Apakah kalian tau bahwa hidup bukan suatu perlombaan, melainkan proses melewati jalan yang hampa, kosong, sunyi dan sendirian. Kita tidak perlu terburu-buru mencapai garis finis kehidupan. Karena kalian tidak sedang berlomba lari. Takdir kalian berbeda, tidak sama. Bahkan waktu kematian kalian pun berbeda.
Terkadang kita harus tau makna dari sebuah kata, ada waktu yang harus dirasa, ada perut yang harus diisi, ada jiwa yang harus dirawat.
Beberapa dari kalian hanya fokus bagaimana bekerja keras untuk hidup, tapi di sisi lain ada roh yang minta dipeluk setiap hari. Pasti di antara kalian setiap kali napas ditarik, ada rasa berat yang menekan, begitu pelik. Seperti memikul langit yang akan turun badai.
Manusia hidup bukan hanya semata untuk sampai pada tujuan, tapi juga memastikan jika hati tak lekas berhenti. Bertahan hidup bukan sekedar kita bernapas panjang. Kalian harus menjaga cahaya kalian.. agar kalian tidak berada di kegelapan.
Jangan padamkan lampu kalian, nyalakan dan terangkanlah. Adakalanya langkah kita terasa berat, sebab pikiran yang berisik saat dunia menghakimi. Tidak ada salahnya jika sesekali kau ingin singgah sebentar. Meredahkan amarah yang meledak-ledak. Jika lukamu belum sembuh, rawatlah demi hari esok yang lebih cerah.

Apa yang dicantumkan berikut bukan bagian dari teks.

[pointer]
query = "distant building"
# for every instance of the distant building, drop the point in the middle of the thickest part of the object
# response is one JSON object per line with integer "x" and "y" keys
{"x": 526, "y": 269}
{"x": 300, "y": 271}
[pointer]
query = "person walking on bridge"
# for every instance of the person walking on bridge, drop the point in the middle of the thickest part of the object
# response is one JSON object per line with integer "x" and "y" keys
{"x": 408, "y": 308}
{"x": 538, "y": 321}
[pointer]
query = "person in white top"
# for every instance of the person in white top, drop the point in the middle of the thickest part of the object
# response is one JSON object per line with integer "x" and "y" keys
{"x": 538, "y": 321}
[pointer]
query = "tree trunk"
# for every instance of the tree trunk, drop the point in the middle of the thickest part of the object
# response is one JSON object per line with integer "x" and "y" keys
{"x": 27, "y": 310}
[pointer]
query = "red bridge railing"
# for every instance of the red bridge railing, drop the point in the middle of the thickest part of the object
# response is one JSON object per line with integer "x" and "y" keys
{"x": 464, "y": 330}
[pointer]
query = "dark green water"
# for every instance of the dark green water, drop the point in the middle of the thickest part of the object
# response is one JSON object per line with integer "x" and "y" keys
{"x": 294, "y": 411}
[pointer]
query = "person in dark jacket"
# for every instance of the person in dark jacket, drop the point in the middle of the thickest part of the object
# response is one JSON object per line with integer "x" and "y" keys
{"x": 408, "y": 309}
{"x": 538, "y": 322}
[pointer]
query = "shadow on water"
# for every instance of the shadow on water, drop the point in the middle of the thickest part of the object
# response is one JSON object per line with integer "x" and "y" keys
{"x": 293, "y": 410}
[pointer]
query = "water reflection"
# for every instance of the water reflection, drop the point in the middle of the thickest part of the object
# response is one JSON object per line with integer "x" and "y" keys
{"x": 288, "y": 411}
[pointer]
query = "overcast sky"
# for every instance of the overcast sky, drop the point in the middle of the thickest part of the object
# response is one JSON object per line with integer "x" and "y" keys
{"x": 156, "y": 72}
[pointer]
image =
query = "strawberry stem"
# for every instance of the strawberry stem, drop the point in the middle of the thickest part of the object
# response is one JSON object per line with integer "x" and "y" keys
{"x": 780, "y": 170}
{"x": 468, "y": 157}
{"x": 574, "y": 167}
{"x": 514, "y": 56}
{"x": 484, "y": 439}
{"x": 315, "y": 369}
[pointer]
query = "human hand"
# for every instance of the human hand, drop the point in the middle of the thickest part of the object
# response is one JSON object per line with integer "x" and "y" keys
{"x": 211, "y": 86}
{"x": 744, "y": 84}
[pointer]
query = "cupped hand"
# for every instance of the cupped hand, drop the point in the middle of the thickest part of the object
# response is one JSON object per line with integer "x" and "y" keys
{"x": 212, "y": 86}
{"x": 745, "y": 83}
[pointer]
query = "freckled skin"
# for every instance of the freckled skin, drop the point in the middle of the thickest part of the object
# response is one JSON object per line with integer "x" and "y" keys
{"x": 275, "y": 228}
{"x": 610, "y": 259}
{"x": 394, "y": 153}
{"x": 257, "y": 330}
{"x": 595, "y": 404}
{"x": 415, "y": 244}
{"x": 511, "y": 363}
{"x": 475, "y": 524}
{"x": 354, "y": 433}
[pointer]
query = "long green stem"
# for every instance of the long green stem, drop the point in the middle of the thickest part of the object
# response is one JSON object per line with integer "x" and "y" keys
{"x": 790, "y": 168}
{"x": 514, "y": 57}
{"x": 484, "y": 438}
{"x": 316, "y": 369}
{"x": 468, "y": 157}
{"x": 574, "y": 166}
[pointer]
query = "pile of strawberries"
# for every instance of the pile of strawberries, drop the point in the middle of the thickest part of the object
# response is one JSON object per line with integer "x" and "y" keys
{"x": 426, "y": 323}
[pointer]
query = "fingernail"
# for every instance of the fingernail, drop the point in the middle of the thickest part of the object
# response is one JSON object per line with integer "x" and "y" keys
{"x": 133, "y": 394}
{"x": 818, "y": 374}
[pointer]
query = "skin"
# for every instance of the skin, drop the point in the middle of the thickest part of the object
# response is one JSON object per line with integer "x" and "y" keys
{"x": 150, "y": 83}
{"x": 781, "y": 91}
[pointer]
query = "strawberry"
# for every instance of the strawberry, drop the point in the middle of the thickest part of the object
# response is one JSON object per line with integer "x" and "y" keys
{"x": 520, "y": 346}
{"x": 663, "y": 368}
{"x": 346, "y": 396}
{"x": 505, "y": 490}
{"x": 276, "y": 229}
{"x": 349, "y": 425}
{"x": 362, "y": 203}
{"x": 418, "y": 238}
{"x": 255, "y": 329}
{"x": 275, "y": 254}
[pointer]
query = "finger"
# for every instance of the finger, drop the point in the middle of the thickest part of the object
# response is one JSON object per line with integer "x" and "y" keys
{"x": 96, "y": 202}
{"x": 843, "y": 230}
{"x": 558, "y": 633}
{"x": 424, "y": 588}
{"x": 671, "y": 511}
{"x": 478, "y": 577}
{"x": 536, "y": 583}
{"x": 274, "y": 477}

Hei.. sehatmu bukan hanya tentang fisik yang bugar, Tapi tentang senyum yang jika dilihat terasa tenang. Teruslah berjalan, beriringan dengan waktu, peluklah diri sendiri, hadapi setiap langkah yang baru. Bekerjalah sampai kau lelah, tapi jangan lupakan jiwamu yang juga membutuhkan perhatianmu.
Nikmati perjalanan kalian, rasakan sakit dari perjuangan dan pengorbanan. Jika luka, cepat tambal dengan rasa syukur dan bahagia. Jangan memojok di sudut gelap. Bangkit dan capailah bulan. Bawa kunang-kunang untuk menemani rasa sedihmu. Agar kau tidak kesepian.